Segundo Mendonça, o número de empregados do hospital que fazem atividade física diária aumentou 39% nos últimos oito anos, contribuindo para reduzir em 31% o total de pessoas afetadas pelo stress, em 35% o grupo com colesterol alto e em 36% o bloco dos hipertensos. “O custo per capita de quem aderiu aos programas de bem-estar é 35% menor do que o de quem não aderiu. Mas apenas 2% dos funcionários não aderiram.” Os resultados animaram a diretoria do hospital a construir uma nova unidade, que permitirá estender o mesmo nível de atendimento aos quatro mil familiares dos funcionários. Em 2017, mesmo com o reajuste de 16,4% da operadora de saúde contratada pelo hospital, o custo total da assistência médica subiu 10,95% no Oswaldo Cruz.

O médico Ricardo de Marchi, diretor do Centro de Performance Humana (CPH), especializado em estratégia de saúde, observa que não há fórmulas prontas para as empresas evitarem o alto custo da assistência médica. “Assim como tratamos os pacientes individualmente, devemos olhar cada empresa como única, respeitando as suas particularidades na hora de planejar mudanças no atendimento médico aos funcionários. É preciso levar em conta o tamanho da companhia, a sua abrangência, a sua cultura.” O que vale para todas, segundo ele, é a educação da população de usuários. “Os colaboradores precisam ser incentivados a se autocuidar e a usar responsavelmente a rede de apoio de saúde que a empresa lhes proporciona.”
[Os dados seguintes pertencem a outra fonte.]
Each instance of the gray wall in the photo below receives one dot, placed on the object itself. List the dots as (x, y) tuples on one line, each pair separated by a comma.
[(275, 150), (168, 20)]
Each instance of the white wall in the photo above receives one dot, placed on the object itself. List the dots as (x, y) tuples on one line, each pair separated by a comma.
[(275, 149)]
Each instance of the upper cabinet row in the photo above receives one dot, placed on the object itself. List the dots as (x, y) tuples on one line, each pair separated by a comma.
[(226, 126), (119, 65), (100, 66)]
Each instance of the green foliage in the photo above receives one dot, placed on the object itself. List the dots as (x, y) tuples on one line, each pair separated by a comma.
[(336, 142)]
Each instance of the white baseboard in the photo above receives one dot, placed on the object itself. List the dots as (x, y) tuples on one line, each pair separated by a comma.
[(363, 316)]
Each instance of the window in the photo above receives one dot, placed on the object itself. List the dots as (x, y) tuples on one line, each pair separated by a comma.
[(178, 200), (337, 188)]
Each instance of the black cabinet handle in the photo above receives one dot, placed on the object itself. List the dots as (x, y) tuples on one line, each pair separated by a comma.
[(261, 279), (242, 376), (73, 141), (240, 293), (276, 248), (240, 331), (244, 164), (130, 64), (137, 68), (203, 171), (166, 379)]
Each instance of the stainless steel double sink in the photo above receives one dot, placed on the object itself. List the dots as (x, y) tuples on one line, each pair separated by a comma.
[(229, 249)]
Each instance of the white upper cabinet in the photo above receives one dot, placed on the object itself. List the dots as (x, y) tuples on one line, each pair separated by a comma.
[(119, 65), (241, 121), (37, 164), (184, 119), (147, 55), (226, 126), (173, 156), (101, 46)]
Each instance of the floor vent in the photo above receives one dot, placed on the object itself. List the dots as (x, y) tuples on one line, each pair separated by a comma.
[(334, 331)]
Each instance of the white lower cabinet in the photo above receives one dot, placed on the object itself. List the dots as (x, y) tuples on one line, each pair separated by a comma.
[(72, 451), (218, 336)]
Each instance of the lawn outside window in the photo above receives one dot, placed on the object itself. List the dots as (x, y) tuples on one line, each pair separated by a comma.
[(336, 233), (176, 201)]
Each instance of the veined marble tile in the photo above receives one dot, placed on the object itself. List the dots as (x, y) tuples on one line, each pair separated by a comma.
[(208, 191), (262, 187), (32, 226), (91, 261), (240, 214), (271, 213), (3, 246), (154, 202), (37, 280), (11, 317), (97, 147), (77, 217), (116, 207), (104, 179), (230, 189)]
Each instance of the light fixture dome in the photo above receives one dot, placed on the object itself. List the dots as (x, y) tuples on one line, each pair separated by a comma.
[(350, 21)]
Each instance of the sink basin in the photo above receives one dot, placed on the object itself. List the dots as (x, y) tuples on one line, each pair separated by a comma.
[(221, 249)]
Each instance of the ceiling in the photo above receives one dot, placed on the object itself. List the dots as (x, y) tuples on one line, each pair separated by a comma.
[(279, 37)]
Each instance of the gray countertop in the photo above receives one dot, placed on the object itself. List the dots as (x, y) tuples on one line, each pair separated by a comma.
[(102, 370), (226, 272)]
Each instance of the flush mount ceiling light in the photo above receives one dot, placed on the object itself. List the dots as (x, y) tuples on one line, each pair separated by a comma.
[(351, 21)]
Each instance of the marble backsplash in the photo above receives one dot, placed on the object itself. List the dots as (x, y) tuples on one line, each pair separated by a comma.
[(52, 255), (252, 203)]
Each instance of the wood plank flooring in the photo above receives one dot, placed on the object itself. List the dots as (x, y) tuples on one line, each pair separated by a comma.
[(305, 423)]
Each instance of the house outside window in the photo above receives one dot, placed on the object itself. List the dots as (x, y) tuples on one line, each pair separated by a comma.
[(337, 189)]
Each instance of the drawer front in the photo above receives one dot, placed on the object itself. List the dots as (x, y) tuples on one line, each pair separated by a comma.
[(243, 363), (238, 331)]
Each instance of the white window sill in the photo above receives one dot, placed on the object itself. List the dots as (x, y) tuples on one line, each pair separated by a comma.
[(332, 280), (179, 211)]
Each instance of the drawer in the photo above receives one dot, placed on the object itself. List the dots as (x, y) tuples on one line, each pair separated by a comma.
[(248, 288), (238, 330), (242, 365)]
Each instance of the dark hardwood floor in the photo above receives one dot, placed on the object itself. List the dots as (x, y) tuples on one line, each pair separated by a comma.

Para passar esses valores de forma efetiva aos empregados, Marchi sugere como primeiro passo que o comandante da empresa adote para si os hábitos saudáveis que pretende disseminar entre os colaboradores. “Os CEOs que não acham tempo para atividades físicas e costumam adiar as consultas médicas precisam ser sensibilizados para cuidar da própria saúde. Ao fazer isso, eles vão induzir diretores e gerentes a fazer o mesmo e reforçar a importância de ações de prevenção de doenças para toda a corporação.”